Probing a nation’s web domain — the historical development of the Danish web — part 2

This project is guided by the following research question: What has characterised the Danish web and its development from 2005 onwards? 

This project builds upon the insights from the Pilot project P001: ‘Probing a nation’s web domain — the historical development of the Danish web’, and it will extend this project with analyses of types of material that were not included in the project, namely hyperlinks, images, audio and video. 

P001 has led to the development of robust procedures for extracting large amounts of data from Netarkivet to be analysed on the Cultural Heritage Cluster (the ETL process, documented in a report by Per Møldrup- Dalum), and, in addition, procedures for pre-processing/cleaning of the material have been developed as well as an algorithm that is a necessary prerequisite for delimiting and establishing one annual corpus per year where each website is only present once.
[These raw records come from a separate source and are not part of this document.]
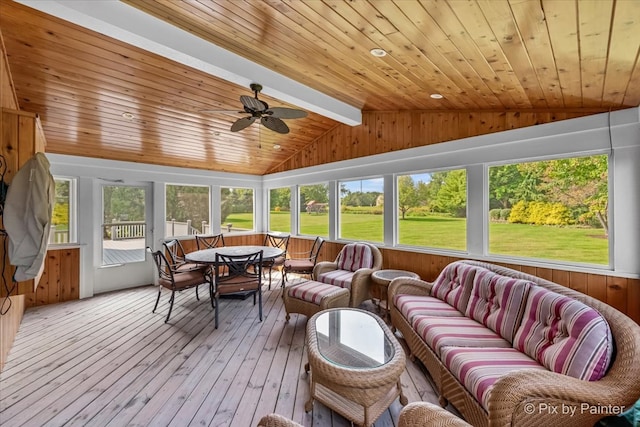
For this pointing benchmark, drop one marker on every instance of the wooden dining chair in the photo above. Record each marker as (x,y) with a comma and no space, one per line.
(176,253)
(209,241)
(177,280)
(277,241)
(237,275)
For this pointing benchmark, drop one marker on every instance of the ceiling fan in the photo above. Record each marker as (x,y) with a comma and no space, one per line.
(271,118)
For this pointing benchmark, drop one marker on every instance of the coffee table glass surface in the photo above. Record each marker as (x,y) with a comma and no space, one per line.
(352,339)
(355,364)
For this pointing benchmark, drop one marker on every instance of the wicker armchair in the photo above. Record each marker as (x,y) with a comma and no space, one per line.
(352,269)
(416,414)
(420,414)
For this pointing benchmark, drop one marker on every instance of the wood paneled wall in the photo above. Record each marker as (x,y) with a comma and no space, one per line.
(619,292)
(12,309)
(382,132)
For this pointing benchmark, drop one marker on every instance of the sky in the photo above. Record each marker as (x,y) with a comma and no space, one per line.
(376,184)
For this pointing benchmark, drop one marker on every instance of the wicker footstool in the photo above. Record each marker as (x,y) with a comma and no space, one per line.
(310,297)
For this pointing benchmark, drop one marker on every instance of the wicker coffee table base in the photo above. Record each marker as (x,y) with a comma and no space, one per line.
(359,395)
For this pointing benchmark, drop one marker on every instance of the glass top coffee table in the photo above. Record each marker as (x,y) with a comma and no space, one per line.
(355,364)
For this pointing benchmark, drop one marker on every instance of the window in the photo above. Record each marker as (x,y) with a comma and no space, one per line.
(314,209)
(236,209)
(552,209)
(361,210)
(280,209)
(186,210)
(63,221)
(432,209)
(124,224)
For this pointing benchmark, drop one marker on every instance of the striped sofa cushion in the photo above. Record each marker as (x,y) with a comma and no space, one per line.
(497,302)
(355,256)
(311,291)
(413,305)
(454,283)
(340,278)
(565,335)
(478,369)
(439,332)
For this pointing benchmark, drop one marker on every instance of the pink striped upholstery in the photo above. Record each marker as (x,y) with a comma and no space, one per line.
(497,302)
(340,278)
(438,332)
(414,305)
(355,256)
(311,291)
(565,335)
(478,369)
(454,283)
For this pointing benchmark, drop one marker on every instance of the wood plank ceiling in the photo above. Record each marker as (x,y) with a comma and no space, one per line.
(481,55)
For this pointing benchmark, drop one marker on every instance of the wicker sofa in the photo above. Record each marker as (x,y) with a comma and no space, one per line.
(510,349)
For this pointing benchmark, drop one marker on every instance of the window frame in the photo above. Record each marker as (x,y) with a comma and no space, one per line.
(73,210)
(397,215)
(224,227)
(550,261)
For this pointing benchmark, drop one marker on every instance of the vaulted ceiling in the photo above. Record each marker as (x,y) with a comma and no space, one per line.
(480,55)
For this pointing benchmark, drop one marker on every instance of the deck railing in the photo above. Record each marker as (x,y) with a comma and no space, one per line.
(124,230)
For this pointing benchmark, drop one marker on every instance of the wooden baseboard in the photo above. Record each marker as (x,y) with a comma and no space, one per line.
(9,324)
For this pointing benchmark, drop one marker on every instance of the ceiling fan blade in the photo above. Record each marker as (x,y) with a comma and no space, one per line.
(242,123)
(253,103)
(222,112)
(275,124)
(286,113)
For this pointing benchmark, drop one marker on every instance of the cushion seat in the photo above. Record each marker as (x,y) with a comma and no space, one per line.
(478,369)
(310,297)
(419,305)
(439,332)
(341,278)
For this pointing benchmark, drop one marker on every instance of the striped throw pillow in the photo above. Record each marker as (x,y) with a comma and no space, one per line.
(497,302)
(565,335)
(453,285)
(355,256)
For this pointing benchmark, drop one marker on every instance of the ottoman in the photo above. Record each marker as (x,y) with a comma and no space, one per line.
(310,297)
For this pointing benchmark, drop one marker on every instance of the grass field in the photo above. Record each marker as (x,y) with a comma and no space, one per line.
(532,241)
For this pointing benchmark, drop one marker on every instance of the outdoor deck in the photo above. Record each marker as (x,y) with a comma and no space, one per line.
(108,360)
(123,251)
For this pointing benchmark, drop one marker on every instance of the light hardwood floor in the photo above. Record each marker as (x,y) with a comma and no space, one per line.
(109,361)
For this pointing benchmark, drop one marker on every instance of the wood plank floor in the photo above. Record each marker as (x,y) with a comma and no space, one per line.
(109,361)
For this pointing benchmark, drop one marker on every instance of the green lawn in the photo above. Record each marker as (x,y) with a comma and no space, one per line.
(532,241)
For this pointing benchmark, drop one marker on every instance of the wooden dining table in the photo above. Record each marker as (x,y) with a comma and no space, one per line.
(208,256)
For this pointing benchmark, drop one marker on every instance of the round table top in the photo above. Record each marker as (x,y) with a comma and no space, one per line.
(384,277)
(208,256)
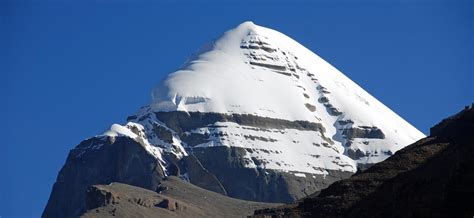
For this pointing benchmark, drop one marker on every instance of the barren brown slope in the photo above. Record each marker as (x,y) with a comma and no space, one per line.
(433,177)
(175,198)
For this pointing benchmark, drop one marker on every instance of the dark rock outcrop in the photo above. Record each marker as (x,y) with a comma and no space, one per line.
(433,177)
(110,159)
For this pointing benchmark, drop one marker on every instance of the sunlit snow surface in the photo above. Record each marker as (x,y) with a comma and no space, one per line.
(258,71)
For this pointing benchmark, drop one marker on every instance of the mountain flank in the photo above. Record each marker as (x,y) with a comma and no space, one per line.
(433,177)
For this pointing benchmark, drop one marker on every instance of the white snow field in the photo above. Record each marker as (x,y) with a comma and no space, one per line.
(253,70)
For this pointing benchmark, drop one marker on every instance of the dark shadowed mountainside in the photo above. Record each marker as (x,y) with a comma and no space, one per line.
(433,177)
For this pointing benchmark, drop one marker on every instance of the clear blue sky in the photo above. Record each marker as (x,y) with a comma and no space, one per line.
(69,70)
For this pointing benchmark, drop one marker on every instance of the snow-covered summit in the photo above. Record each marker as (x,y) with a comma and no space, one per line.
(259,71)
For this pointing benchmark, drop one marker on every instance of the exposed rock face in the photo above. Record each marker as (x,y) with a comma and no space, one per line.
(175,198)
(101,161)
(433,177)
(254,116)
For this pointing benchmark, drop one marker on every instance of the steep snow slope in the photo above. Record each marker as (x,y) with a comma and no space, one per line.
(254,115)
(258,71)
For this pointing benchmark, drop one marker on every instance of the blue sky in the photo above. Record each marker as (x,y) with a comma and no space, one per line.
(72,68)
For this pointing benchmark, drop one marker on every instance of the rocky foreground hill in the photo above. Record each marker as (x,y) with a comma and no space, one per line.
(174,198)
(433,177)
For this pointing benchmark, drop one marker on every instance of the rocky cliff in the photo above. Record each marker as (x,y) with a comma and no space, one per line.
(433,177)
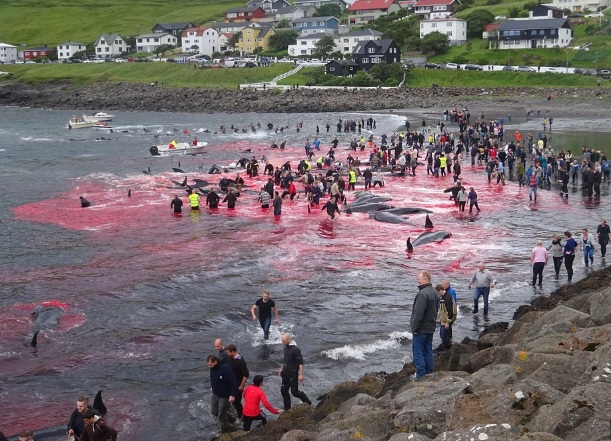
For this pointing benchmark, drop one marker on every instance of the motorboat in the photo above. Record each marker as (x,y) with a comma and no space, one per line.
(78,123)
(98,117)
(178,148)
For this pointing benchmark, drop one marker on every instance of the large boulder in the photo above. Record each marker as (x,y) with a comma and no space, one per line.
(428,404)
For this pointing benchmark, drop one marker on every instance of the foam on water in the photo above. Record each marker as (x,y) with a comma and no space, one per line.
(360,351)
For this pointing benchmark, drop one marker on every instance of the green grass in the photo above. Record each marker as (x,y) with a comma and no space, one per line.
(168,74)
(39,22)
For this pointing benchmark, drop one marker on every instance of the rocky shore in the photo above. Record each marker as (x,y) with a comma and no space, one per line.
(143,97)
(545,378)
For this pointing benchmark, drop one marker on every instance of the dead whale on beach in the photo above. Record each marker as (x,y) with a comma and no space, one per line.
(427,237)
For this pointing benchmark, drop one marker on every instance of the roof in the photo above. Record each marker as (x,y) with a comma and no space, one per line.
(175,26)
(154,35)
(382,45)
(361,5)
(435,2)
(309,19)
(443,20)
(535,23)
(243,9)
(363,33)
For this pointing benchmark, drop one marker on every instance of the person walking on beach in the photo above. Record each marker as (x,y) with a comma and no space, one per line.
(483,281)
(422,324)
(447,316)
(291,372)
(557,253)
(587,245)
(266,307)
(603,237)
(223,390)
(253,395)
(538,259)
(569,254)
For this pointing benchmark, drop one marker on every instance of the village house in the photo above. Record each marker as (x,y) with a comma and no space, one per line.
(255,36)
(363,11)
(369,53)
(581,5)
(174,29)
(347,42)
(110,45)
(269,6)
(67,50)
(202,40)
(34,53)
(150,42)
(342,68)
(436,8)
(314,25)
(531,33)
(454,28)
(244,14)
(343,5)
(305,45)
(8,53)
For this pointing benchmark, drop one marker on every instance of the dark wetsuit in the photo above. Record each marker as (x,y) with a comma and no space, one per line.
(212,200)
(331,209)
(176,204)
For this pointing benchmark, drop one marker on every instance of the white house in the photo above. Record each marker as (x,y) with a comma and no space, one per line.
(454,28)
(306,45)
(8,53)
(347,42)
(67,50)
(110,45)
(150,42)
(201,40)
(581,5)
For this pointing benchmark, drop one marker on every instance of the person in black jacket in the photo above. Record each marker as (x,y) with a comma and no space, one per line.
(423,324)
(224,389)
(76,423)
(291,372)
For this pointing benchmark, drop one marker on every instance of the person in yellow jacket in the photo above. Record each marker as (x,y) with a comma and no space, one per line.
(443,164)
(193,200)
(447,316)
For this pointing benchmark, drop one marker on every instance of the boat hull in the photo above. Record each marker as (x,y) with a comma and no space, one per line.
(182,148)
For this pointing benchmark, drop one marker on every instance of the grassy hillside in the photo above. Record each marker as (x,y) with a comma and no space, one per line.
(39,22)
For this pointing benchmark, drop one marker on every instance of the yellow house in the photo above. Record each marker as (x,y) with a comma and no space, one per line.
(254,36)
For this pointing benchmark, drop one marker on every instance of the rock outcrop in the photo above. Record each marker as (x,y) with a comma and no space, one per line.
(546,378)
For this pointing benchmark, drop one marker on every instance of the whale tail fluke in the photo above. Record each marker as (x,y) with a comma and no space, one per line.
(34,341)
(428,223)
(98,404)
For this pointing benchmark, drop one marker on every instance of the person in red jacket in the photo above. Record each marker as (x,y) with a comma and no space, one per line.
(253,395)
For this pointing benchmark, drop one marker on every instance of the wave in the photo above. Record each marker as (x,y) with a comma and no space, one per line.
(359,352)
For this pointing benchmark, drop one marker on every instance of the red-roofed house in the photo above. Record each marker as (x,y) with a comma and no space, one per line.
(362,11)
(436,8)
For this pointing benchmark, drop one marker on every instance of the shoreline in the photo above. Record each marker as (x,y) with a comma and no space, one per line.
(142,97)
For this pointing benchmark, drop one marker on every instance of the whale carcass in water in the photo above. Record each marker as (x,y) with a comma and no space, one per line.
(427,237)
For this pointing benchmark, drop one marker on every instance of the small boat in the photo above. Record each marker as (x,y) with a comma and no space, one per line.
(178,148)
(98,117)
(78,123)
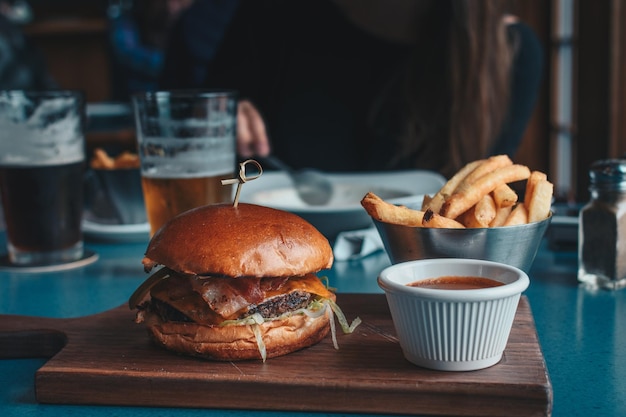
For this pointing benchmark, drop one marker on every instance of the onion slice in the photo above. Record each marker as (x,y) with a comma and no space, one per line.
(145,286)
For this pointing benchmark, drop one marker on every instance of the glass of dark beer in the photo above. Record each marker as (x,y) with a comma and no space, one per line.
(42,161)
(186,142)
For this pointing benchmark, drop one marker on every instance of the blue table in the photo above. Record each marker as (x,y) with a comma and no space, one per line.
(582,332)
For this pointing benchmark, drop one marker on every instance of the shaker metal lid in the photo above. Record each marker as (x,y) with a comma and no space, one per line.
(609,172)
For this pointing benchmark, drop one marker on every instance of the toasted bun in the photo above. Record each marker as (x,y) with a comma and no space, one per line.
(231,343)
(247,240)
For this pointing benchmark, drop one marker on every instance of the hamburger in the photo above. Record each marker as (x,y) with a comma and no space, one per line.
(235,283)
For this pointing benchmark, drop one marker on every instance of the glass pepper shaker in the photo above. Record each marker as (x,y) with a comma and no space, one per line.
(602,230)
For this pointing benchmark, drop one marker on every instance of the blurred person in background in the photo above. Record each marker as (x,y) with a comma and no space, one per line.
(355,85)
(194,42)
(22,67)
(139,35)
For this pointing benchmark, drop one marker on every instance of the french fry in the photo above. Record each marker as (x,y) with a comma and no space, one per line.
(478,195)
(127,160)
(485,210)
(519,215)
(533,179)
(448,188)
(490,165)
(504,196)
(426,201)
(469,220)
(432,219)
(541,201)
(101,160)
(460,202)
(386,212)
(502,214)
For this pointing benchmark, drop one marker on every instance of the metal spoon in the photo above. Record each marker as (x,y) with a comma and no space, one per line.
(311,185)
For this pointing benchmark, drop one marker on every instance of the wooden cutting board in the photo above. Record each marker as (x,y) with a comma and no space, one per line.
(108,359)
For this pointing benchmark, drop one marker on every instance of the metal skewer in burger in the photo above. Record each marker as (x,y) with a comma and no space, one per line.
(237,282)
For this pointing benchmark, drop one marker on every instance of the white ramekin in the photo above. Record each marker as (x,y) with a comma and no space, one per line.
(452,330)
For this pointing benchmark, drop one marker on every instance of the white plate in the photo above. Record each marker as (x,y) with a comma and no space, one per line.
(344,211)
(116,232)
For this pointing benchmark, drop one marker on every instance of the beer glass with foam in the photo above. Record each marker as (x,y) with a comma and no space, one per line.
(186,142)
(42,161)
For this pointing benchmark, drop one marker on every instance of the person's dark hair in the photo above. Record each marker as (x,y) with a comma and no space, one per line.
(464,91)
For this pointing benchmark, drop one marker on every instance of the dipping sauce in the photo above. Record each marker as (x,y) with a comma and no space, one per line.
(456,283)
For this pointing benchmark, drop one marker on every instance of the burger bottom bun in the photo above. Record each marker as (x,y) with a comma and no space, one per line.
(237,342)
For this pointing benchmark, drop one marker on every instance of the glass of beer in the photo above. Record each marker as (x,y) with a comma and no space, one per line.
(186,142)
(42,162)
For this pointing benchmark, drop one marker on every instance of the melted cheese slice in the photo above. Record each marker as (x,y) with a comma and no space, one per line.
(213,300)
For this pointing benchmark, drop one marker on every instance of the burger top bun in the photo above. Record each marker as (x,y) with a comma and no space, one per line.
(243,241)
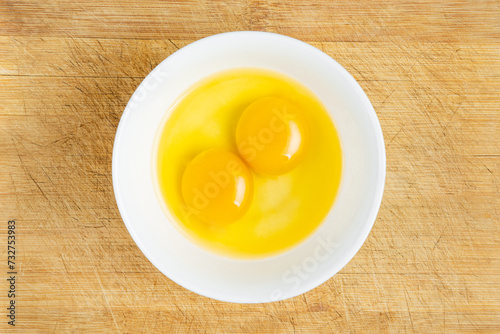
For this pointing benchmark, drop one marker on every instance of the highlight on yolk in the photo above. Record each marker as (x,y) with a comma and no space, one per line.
(217,187)
(272,136)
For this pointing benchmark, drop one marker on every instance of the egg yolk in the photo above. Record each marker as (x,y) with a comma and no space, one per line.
(217,187)
(271,136)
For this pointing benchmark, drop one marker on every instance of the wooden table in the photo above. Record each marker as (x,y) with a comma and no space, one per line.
(432,71)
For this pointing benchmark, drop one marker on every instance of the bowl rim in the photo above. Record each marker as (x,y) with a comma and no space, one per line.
(375,204)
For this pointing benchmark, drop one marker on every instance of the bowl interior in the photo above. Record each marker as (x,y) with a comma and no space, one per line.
(250,281)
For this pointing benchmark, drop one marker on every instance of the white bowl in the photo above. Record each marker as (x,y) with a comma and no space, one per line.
(307,265)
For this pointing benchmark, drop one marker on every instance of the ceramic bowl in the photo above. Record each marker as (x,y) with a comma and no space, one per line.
(310,263)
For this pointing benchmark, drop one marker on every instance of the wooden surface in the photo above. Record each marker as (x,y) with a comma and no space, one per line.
(432,71)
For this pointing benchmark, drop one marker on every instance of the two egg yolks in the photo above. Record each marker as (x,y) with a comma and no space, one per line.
(271,136)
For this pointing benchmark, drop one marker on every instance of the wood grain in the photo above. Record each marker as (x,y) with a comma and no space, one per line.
(432,71)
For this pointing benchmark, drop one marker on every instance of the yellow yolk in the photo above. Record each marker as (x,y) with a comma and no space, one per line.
(272,136)
(217,187)
(277,212)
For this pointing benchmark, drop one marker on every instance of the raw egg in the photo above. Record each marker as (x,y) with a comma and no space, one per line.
(272,135)
(248,163)
(217,187)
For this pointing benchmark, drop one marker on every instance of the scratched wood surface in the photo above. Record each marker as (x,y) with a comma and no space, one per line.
(432,71)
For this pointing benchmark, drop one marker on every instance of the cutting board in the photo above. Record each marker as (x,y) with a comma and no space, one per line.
(432,72)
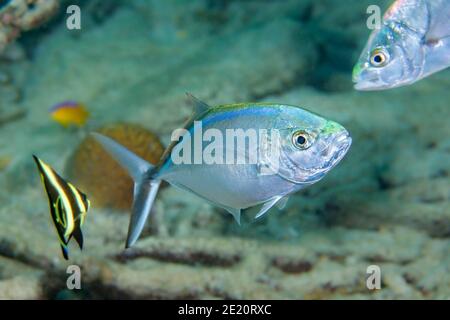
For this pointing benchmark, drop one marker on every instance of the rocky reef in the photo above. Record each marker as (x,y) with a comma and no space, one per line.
(386,204)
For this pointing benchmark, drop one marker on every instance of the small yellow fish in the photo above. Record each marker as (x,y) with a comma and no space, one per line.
(68,206)
(69,113)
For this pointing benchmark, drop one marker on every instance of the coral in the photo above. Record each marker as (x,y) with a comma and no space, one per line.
(23,15)
(100,176)
(386,204)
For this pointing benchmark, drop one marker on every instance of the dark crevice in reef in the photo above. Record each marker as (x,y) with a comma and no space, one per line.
(96,290)
(291,266)
(192,257)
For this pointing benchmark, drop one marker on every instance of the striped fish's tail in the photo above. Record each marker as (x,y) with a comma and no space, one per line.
(145,189)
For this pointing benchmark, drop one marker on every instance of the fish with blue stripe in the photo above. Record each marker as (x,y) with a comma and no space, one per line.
(305,148)
(68,206)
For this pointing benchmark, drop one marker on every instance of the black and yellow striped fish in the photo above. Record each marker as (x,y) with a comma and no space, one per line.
(68,206)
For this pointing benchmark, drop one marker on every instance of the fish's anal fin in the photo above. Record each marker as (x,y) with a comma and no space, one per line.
(236,213)
(199,106)
(267,205)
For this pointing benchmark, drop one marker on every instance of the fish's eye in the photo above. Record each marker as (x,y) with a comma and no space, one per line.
(301,139)
(379,58)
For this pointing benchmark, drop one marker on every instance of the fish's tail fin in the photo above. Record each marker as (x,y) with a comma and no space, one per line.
(145,189)
(78,235)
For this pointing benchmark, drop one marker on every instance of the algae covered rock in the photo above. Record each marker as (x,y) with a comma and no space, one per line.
(100,176)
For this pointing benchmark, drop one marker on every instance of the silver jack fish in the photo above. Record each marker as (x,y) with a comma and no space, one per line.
(290,149)
(68,206)
(413,43)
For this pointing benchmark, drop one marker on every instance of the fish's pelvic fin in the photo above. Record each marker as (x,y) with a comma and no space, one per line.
(145,194)
(145,189)
(267,205)
(199,106)
(236,213)
(65,251)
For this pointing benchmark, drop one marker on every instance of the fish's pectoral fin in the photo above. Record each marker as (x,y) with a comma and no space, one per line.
(236,213)
(199,106)
(267,205)
(281,204)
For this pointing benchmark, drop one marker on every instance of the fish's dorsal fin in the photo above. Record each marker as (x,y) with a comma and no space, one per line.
(439,24)
(198,105)
(267,205)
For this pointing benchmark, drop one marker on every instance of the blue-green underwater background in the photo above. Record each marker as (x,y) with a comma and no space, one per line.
(387,203)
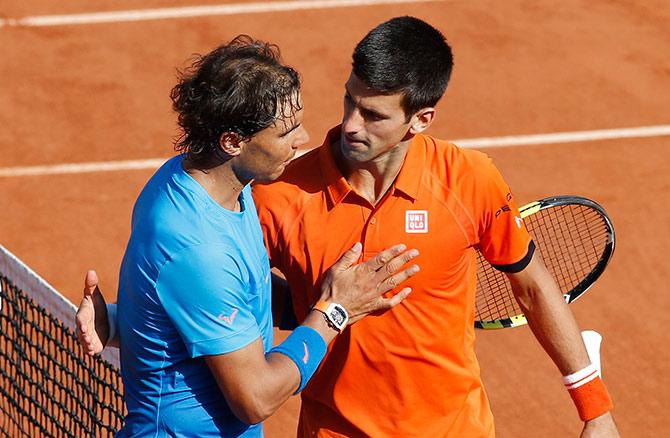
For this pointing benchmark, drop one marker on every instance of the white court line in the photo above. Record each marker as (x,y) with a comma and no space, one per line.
(192,11)
(478,143)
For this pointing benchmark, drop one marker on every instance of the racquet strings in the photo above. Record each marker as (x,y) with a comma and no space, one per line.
(571,240)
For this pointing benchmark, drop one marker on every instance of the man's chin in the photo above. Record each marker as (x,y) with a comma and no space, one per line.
(354,152)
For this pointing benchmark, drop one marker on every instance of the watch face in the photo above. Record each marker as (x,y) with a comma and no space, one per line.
(338,316)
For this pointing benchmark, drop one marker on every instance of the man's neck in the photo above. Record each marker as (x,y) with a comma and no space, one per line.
(374,178)
(219,181)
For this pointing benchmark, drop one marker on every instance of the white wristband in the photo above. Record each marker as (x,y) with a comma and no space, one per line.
(577,379)
(111,320)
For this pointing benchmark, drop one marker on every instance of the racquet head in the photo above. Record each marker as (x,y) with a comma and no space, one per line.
(576,239)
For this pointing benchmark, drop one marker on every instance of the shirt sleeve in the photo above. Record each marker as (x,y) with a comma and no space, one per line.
(504,240)
(269,221)
(205,293)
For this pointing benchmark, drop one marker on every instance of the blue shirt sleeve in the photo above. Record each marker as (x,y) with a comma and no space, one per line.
(205,293)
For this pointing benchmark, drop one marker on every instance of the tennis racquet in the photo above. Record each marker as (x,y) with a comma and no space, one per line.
(575,237)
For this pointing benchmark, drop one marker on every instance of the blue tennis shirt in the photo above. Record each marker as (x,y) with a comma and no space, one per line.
(195,281)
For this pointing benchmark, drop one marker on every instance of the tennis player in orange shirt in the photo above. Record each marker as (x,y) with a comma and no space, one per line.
(378,178)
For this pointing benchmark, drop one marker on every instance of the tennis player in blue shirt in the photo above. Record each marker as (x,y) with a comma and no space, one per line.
(194,319)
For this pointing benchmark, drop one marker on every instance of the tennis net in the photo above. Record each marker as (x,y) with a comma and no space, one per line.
(48,386)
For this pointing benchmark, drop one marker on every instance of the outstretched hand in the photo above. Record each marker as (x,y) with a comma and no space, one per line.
(91,319)
(360,288)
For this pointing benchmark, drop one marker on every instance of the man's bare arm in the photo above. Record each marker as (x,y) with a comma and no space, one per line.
(556,329)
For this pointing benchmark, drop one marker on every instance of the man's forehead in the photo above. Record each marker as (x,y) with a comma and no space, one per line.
(356,88)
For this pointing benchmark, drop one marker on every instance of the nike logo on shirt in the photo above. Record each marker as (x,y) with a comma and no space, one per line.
(228,319)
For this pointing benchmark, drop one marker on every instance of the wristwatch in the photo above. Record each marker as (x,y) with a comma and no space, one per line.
(335,314)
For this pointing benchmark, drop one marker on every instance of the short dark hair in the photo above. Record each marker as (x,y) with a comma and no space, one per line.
(238,87)
(407,55)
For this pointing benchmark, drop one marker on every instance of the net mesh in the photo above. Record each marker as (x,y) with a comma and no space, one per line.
(48,386)
(570,238)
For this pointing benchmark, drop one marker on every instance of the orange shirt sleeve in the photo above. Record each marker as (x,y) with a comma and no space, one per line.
(503,238)
(269,221)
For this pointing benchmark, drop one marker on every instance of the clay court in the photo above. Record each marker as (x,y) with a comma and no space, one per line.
(85,119)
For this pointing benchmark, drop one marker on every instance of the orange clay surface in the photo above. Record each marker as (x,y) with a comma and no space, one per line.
(99,92)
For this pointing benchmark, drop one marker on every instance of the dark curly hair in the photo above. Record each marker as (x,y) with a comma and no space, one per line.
(238,87)
(405,55)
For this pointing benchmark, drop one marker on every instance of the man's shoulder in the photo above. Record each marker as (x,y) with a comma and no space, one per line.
(455,159)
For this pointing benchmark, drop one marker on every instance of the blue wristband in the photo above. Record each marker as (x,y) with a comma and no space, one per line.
(306,348)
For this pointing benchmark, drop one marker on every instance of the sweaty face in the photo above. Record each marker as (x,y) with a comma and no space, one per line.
(265,156)
(373,124)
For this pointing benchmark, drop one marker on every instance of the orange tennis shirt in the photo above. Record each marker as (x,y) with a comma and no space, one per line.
(411,371)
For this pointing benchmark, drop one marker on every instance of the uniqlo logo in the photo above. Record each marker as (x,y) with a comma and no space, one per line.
(416,221)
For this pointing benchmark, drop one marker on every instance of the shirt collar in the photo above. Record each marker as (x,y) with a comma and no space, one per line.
(409,178)
(336,185)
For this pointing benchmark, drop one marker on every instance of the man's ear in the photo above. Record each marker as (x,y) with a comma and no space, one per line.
(230,143)
(422,120)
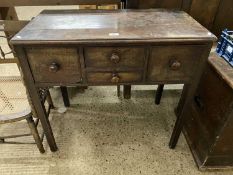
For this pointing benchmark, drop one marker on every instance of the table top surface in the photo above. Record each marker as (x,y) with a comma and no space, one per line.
(106,25)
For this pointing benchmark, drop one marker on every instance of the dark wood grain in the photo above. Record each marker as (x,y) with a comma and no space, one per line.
(127,25)
(223,17)
(209,127)
(66,60)
(162,58)
(204,11)
(147,51)
(12,3)
(102,57)
(168,4)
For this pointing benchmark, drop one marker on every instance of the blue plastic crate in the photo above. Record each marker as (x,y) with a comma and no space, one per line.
(225,46)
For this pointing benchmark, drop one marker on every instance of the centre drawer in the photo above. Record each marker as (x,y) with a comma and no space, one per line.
(124,57)
(54,65)
(114,78)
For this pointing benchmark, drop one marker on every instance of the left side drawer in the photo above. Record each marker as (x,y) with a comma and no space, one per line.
(54,65)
Both these processes have never been developed elsewhere internationally, and they would not have been developed had it not been for the Cultural Heritage Cluster and the support of being a Pilot project. In the remaining weeks of P001’s Pilot project period the project team will make initial analyses of the material to test and showcase what can be done with this type of material. These analyses will be based on the two types of data that have been extracted — crawl logs and the text from the HTML pages — and they will focus on research questions such as: Which parts of the Danish web are protected by passwords? How updated is the Danish web? What are the most prevalent languages? The most frequently used words? Where are specific topics (refugee crisis, politics, sports events…) discussed on the Danish web? And probably several other questions, as we get to know the material better. 

However, the Pilot project period of P001 has made it clear that extracting and analysing material in the Danish Netarkivet is more complicated than anticipated (in terms of technology, curatorial expertise, project organisation, etc.), and therefore it has not been possible to establish the procedures for extracting, pre-processing/cleaning and analysing other types of material that are very important for an understanding of the Danish web and its development. 

The aim of the present project — ‘Probing a nation’s web domain — the historical development of the Danish web — part 2’ — is to develop the procedures for extracting, pre-processing/cleaning and analysing one of the fundamental web specific features, namely hyperlinks. In addition, the project also aims at extracting, pre-processing/cleaning and analysing multimedia content such as images, audio and video material. This will allow for hyperlink based analyses, such as analyses of hyperlink networks — which are the 100 most central websites on the Danish web? — or the link structure out of the Danish web, including which countries and social media platforms does the Danish web link to. The extracted multimedia content will allow for analyses of billions of images — What are the most prevalent scene types, colours, etc.? 

As was the case with P001 the developed methods are generic so they can be used in smaller scale studies and with other sub-sets of the holdings of Netarkivet. Undoubtedly, the Pilot project P001 has constituted a great leap forward for Big Data studies of the Danish web and its historical development, and the project has been agenda-setting internationally, which is mirrored in, among other things, the edited volume The Historical Web and Digital Humanities: The Case of National Web domains (Routledge, manuscript submitted today), which is edited by two of the project participants and includes chapters by all project participants. But it is important to keep the momentum of the project and to include elements that will help future-proof this type of analyses as well as develop the use of the Cultural Heritage Cluster further

The project is led by Niels Brügger.